Already modified in upstream lvm2 with these 2 patches: https://www.redhat.com/archives/lvm-devel/2020-March/msg00014.html https://www.redhat.com/archives/lvm-devel/2020-March/msg00012.html
This bug appears to have been reported against 'rawhide' during the Fedora 33 development cycle. Changing version to 33.
This message is a reminder that Fedora 33 is nearing its end of life. Fedora will stop maintaining and issuing updates for Fedora 33 on 2021-11-30. It is Fedora's policy to close all bug reports from releases that are no longer maintained. At that time this bug will be closed as EOL if it remains open with a Fedora 'version' of '33'. Package Maintainer: If you wish for this bug to remain open because you plan to fix it in a currently maintained version, simply change the 'version' to a later Fedora version. Thank you for reporting this issue and we are sorry that we were not able to fix it before Fedora 33 is end of life. If you would still like to see this bug fixed and are able to reproduce it against a later version of Fedora, you are encouraged change the 'version' to a later Fedora version prior this bug is closed as described in the policy above. Although we aim to fix as many bugs as possible during every release's lifetime, sometimes those efforts are overtaken by events. Often a more recent Fedora release includes newer upstream software that fixes bugs or makes them obsolete.

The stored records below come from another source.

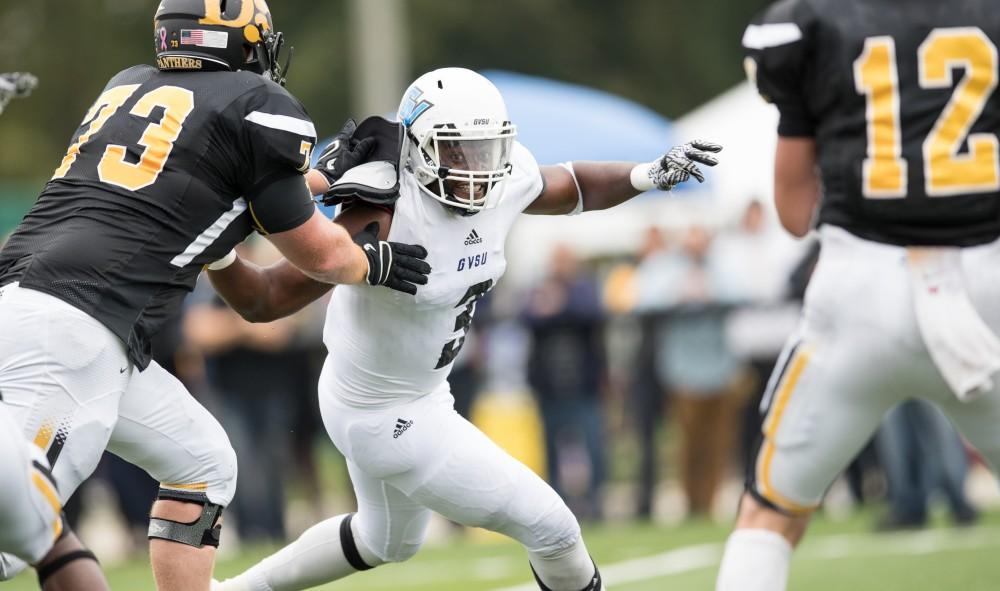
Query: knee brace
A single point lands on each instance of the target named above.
(350, 546)
(204, 531)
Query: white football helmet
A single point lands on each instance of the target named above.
(458, 137)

Fedora 33 changed to end-of-life (EOL) status on 2021-11-30. Fedora 33 is no longer maintained, which means that it will not receive any further security or bug fix updates. As a result we are closing this bug. If you can reproduce this bug against a currently maintained version of Fedora please feel free to reopen this bug against that version. If you are unable to reopen this bug, please file a new report against the current release. If you experience problems, please add a comment to this bug. Thank you for reporting this bug and we are sorry it could not be fixed.